NCIMB marks 70 years

Tuesday 4 August

Aberdeen-based microbiology, analytical services, and biological material storage company NCIMB recently marked a significant anniversary.

Seventy years ago, on the 1st of July 1950, the creation of a National Collection of Industrial Bacteria was announced in the journal Nature. The collection took over the non-pathogenic cultures held by the UK’s National Collection of Type Cultures and was reported to be giving “particular emphasis” to assay organisms.  This collection went on to merge with the National Collections of Marine and then Food bacteria to create the culture collection that NCIMB Ltd curates today – the National Collection of Industrial, Food and Marine Bacteria.

It sounds like an eclectic mix, but the name is now more of a reflection of our history than a description of what our culture collection currently includes.

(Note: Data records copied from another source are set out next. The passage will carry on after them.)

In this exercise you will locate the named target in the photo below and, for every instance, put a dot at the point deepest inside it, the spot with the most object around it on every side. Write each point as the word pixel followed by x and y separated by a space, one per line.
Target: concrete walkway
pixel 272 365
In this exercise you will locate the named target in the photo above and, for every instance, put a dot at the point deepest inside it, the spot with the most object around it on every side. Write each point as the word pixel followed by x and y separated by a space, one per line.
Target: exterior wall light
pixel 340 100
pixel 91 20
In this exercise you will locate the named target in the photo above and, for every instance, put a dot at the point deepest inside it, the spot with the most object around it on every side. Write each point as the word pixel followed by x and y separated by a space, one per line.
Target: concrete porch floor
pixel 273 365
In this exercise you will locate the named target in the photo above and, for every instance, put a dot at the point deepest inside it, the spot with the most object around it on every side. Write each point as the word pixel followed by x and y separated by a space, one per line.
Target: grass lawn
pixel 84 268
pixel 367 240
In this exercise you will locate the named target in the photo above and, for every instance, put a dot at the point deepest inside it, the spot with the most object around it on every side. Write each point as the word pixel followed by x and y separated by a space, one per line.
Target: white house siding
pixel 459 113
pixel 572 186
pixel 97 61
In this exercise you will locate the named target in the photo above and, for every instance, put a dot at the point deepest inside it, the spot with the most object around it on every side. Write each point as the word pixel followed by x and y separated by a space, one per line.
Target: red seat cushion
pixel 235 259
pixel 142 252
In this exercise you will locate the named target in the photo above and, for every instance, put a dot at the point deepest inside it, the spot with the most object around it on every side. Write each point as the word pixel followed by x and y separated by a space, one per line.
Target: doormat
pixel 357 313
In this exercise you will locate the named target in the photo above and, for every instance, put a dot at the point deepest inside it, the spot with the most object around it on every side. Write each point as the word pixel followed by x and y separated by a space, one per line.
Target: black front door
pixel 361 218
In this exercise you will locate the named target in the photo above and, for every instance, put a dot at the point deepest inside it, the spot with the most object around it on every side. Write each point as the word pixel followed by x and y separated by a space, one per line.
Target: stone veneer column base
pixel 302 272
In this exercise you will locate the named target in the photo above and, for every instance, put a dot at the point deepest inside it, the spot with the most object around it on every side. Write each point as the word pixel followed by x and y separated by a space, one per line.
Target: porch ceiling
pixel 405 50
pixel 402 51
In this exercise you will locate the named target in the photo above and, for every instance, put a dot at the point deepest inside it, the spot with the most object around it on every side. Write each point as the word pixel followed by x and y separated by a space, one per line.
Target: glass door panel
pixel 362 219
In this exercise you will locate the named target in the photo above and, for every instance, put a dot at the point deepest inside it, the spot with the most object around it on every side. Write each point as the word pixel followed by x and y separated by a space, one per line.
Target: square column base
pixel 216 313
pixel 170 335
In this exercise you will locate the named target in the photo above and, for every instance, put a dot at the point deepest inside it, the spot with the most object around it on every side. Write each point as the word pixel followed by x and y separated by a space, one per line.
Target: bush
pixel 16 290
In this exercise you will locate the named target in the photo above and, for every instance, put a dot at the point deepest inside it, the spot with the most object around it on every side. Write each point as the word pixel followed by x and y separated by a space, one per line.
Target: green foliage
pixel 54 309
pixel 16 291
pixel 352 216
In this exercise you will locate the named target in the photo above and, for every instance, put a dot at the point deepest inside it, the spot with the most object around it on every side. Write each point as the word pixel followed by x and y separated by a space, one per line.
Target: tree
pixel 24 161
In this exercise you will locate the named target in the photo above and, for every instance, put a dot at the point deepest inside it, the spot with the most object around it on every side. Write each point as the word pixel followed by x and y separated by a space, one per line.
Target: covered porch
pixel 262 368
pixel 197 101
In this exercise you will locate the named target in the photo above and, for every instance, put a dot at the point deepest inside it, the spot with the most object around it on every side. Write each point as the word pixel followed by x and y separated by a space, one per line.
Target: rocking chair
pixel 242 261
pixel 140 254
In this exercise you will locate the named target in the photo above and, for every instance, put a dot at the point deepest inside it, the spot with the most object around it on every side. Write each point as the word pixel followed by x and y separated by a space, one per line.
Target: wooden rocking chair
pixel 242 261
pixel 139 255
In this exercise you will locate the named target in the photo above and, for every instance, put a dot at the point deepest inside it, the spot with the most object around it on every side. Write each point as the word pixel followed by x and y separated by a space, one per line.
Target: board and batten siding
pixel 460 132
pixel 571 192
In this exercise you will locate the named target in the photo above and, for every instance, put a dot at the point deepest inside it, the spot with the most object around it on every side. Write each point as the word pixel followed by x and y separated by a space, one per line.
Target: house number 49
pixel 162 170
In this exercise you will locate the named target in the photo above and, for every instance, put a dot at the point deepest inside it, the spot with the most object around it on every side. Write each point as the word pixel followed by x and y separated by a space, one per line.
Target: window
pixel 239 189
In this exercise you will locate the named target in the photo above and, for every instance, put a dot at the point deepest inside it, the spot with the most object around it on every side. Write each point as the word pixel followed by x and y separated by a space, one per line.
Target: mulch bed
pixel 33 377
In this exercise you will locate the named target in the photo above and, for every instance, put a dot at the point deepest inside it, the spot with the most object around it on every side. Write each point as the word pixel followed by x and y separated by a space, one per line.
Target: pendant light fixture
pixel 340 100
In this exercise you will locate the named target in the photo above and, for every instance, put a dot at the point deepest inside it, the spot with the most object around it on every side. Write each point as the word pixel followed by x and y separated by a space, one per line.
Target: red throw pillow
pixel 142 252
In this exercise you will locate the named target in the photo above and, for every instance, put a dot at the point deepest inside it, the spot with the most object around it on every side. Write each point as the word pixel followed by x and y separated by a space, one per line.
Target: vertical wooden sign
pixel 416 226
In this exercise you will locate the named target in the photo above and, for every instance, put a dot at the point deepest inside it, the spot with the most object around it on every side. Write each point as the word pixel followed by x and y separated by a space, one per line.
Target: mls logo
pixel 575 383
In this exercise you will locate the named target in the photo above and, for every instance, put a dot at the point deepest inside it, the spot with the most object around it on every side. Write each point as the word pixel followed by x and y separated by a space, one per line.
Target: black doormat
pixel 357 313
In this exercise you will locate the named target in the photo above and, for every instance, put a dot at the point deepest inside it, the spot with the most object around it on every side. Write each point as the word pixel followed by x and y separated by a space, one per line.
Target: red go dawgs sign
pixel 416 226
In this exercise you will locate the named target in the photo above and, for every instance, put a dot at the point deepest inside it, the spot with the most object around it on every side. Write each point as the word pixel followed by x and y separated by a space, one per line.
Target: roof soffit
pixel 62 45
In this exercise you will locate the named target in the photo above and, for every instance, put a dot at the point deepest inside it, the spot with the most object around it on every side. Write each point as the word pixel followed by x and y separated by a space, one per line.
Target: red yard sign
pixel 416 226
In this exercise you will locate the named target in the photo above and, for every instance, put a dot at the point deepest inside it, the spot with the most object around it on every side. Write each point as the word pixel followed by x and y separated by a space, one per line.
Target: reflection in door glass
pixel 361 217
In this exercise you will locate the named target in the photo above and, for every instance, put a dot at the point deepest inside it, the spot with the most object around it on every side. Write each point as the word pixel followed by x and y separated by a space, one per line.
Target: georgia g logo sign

Back in 1950, it was reported that the culture collection, which “housed some 350 types”, would become more representative of the needs of industry by obtaining cultures from other laboratories in Great Britain and abroad. The collection has certainly grown, and now includes thousands of strains isolated by scientists around the world, from all kinds of environments. This includes not only marine environments and foodstuffs, but also soil and freshwater, as well as the extreme environments that can be a particularly rich source of industrially useful enzymes. Recent additions to the collection have even included several novel species of human gut bacteria.

So seventy years on, our culture collection is still growing and developing in order to provide a vital service for researchers and industry – maintaining a genetic resource for the future as well as supplying the cultures that are needed today for research projects and routine testing.

And although, the culture collection is now just one element of NCIMB Ltd, which has grown to offer a range of services including next generation sequencing, bioinformatics, microbial identification and storage, this unique resource will always be at the heart of our organisation.